Mortgages and joint property
If the person had a mortgage or secured loan on a property, deduct this from the property’s value. If it’s more than the property is worth, deduct the excess amount from the rest of the estate.
If the person had a joint mortgage with someone else, just deduct their share of the mortgage.
If there's any payout from a mortgage protection policy, you need to add this to the value of the estate.
Loans and credit card debts
You need to deduct the following from the estate:
- loans
- outstanding credit card balances
- overdrafts
If there's a payout from a payment protection plan, you need to add this to the value of the estate.
Uncashed cheques
If the person wrote cheques that haven’t been cashed yet you can deduct these from the value of the estate if they are for things the person bought before they died.
If they’d written the cheque as a gift, you can’t deduct the amount of the cheque, but you don’t add it to the estate either - you just ignore it.
Debts owed to close friends or family
You can only deduct these if they’re legally enforceable. This is when either:
- the deceased person and the lender made a written or verbal agreement about repaying the loan
- there’s evidence that the person was making repayments
Gambling debts
Deductions for gambling debts are allowed in England, Wales and Scotland if they can be legally enforced eg debts that arose from betting and gambling at licensed casinos and betting shops.
Debts relating to illegal gambling aren’t allowed. In Northern Ireland, gaming and wagering contracts aren’t legally enforceable and aren’t allowable for deductions.
Guarantee debts
These are promises to pay someone else’s debt if they can’t pay it themselves. If the loan hadn’t been repaid when the person died, you may be able to make a deduction from the estate.

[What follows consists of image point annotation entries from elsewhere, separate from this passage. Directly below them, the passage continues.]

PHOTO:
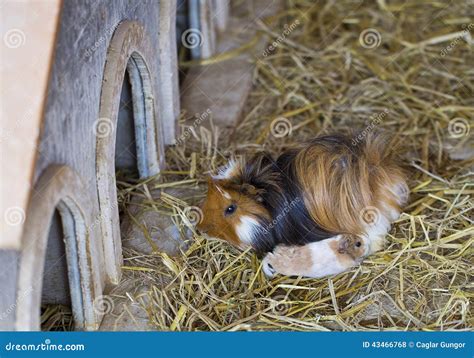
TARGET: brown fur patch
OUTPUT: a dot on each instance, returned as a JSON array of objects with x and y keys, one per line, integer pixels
[
  {"x": 339, "y": 181},
  {"x": 294, "y": 260},
  {"x": 215, "y": 222}
]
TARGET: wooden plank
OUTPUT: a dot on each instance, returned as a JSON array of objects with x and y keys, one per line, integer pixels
[
  {"x": 28, "y": 30},
  {"x": 169, "y": 86},
  {"x": 8, "y": 293}
]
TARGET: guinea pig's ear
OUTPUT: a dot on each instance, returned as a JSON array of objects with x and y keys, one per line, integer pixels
[{"x": 249, "y": 189}]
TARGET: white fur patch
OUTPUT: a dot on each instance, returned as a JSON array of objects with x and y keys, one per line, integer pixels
[
  {"x": 247, "y": 229},
  {"x": 223, "y": 192},
  {"x": 226, "y": 171},
  {"x": 324, "y": 260}
]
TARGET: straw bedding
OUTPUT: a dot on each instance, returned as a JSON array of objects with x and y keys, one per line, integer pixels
[{"x": 414, "y": 80}]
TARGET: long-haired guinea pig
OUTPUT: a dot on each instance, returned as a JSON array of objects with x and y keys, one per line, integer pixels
[{"x": 323, "y": 188}]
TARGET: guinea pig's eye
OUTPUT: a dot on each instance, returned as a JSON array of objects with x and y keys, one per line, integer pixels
[{"x": 230, "y": 209}]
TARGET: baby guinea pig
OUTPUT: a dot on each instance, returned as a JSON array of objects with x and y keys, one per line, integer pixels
[
  {"x": 315, "y": 191},
  {"x": 317, "y": 259}
]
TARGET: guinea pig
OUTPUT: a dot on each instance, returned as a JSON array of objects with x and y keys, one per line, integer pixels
[
  {"x": 317, "y": 259},
  {"x": 318, "y": 190}
]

This depends on the borrower’s circumstances - if they:
- have no financial resources, you can deduct the whole amount of the loan
- can repay part of the loan, you can deduct the amount they can’t repay
- can repay the whole loan, you can’t deduct anything
Funeral expenses
You can deduct these from the value of the estate, as well as expenses to cover things like:
- flowers
- refreshments for mourners
- expenses paid by the executor or administrator when arranging the funeral
- a headstone to mark the grave
8. An example
Here’s an example of how to value an estate for Inheritance Tax purposes.
Robert died on 10 April 2011, leaving £1,000 to charity (exempt from Inheritance Tax) and the rest of his estate to his daughter.
The value of his assets are:
- house = £300,000
- car = £7,500
- household goods = £2,000
- bank account = £19,000
- shares = £30,000
- Premium Bonds = £500
Total value = £359,000
The value of his debts are:
- telephone bill = £55
- electricity bill = £45
- gas bill = £35
- funeral expenses = £865
Total debts to deduct = £1,000
The net value of Robert’s estate minus the charity donation of £1,000 is £357,000.
You can now work out the amount of Inheritance Tax to pay:
The Inheritance Tax threshold is £325,000, so you take this away from the value of the estate.
This leaves £32,000 that's taxable at 40%.
£32,000 x 40% = £12,800.
The amount of Inheritance Tax payable is £12,800.
There are instructions on how to pay Inheritance Tax on the HM Revenue & Customs (HMRC) website.
Interest is charged on any tax not paid within 6 months of the person's death - the interest rates are on the HMRC website.